La yéchivah « Beith Rubinstein », qui était sous la direction du Rav de Poniewitz, comptait parmi ses enseignants Rabbi Bertchik (Dov) Rickles Zatsal. C’était un gaon en Torah, d’une intelligence claire et pénétrante. Il approfondissait toujours dans ses cours les enseignements de Rabbi Akiba Eiger, et comptait véritablement chaque mot et chaque lettre de ses saintes paroles. Voici ce qu’il disait à ses élèves en un yiddish piquant : « Mes enfants, tout le monde fait d’un mot une phrase, mais Rabbi Akiba Eiger fait d’une phrase un mot ». L’enseignement de Rabbi Akiba Eiger est concis. Il était très exigeant sur le langage, et comptait les mots comme on compte des pièces d’or.

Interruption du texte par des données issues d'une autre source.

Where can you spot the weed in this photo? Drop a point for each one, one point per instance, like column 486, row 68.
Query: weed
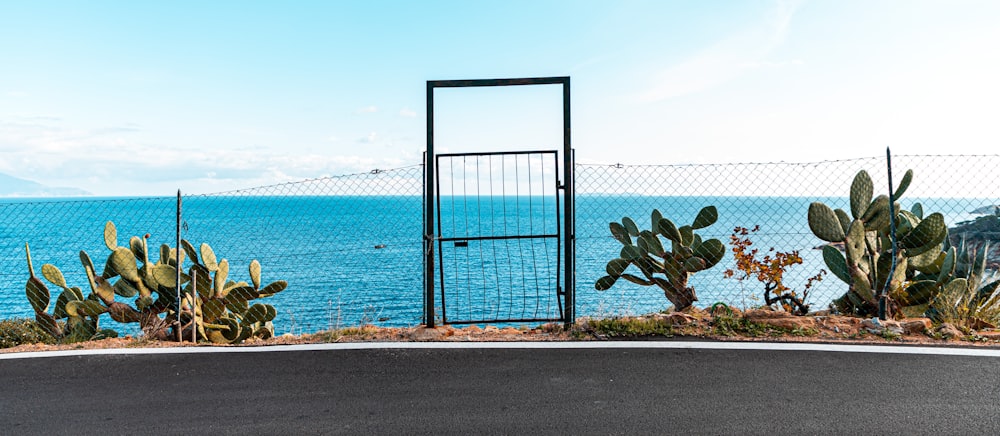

Je me souviens quand nous étions de jeunes garçons et que nous nous efforcions de comprendre les petites lettres écrites sur le côté, en lisant tout haut la page de Guemara, nous nous demandions toujours qui était le Rav qui avait prié : « Que Dieu éclaire mes yeux aveugles », et pourquoi il avait mérité de voir imprimer ses réflexions sur une page de Guemara. Alors notre maître disait : « Sachez, mes chéris, que notre maître Rabbi Akiba Eiger était un homme accompli dans tout ce qu’il faisait, pur et saint dans toutes ses actions, humble et fuyant la notoriété, c’est pourquoi il a mérité ce grand honneur. Alors il nous racontait beaucoup d’histoires sur la vie du gaon Rabbi Akiba Eiger, et je vais moi aussi, chers lecteurs, vous en raconter quelques-unes.

Rabbi Akiba Eiger est né de Rabbi Moché Guinz et de son épouse Guittel née Eiger, le premier ‘Hechvan 5522 (1762) à Eisenstadt qui appartenait alors à la Hongrie.

Dès sa jeunesse, on s’aperçut qu’il avait l’étoffe de la grandeur. C’était un enfant prodige qui ne faisait rien comme les autres, et se distinguait par une application extraordinaire, une compréhension rapide et un intellect incroyablement vif.

On raconte qu’à l’âge de six ans, il connaissait parfaitement les six ordres de la Michnah avec le commentaire de Rabbeinou Ovadia de Bartenora.

Dans son très jeune âge, il fut élevé essentiellement par son père Rabbi Moché, qui était un grand talmid ‘hakham, et par sa mère, qui était connue pour sa grande érudition.

A douze ans, il partit étudier à la yéchivah du gaon Rabbi Yitz’hak Yossef Teomim, à Breslau, où il resta six ans. A cette époque, il commença à se faire la réputation de quelqu’un qui étudiait en profondeur. Il commença aussi à donner des cours et montra à ses élèves la voie droite qui permet d’arriver à la profondeur et à la vérité de la Torah.

A dix-huit ans, il épousa la fille de Rabbi Yit’haz Margalit de Lissa, qui était riche. A Lissa, il put se consacrer à l’étude et au service de Dieu, l’esprit libéré de tout souci matériel. Il vivait saintement et pieusement, mangeant et dormant peu et étudiant intensément.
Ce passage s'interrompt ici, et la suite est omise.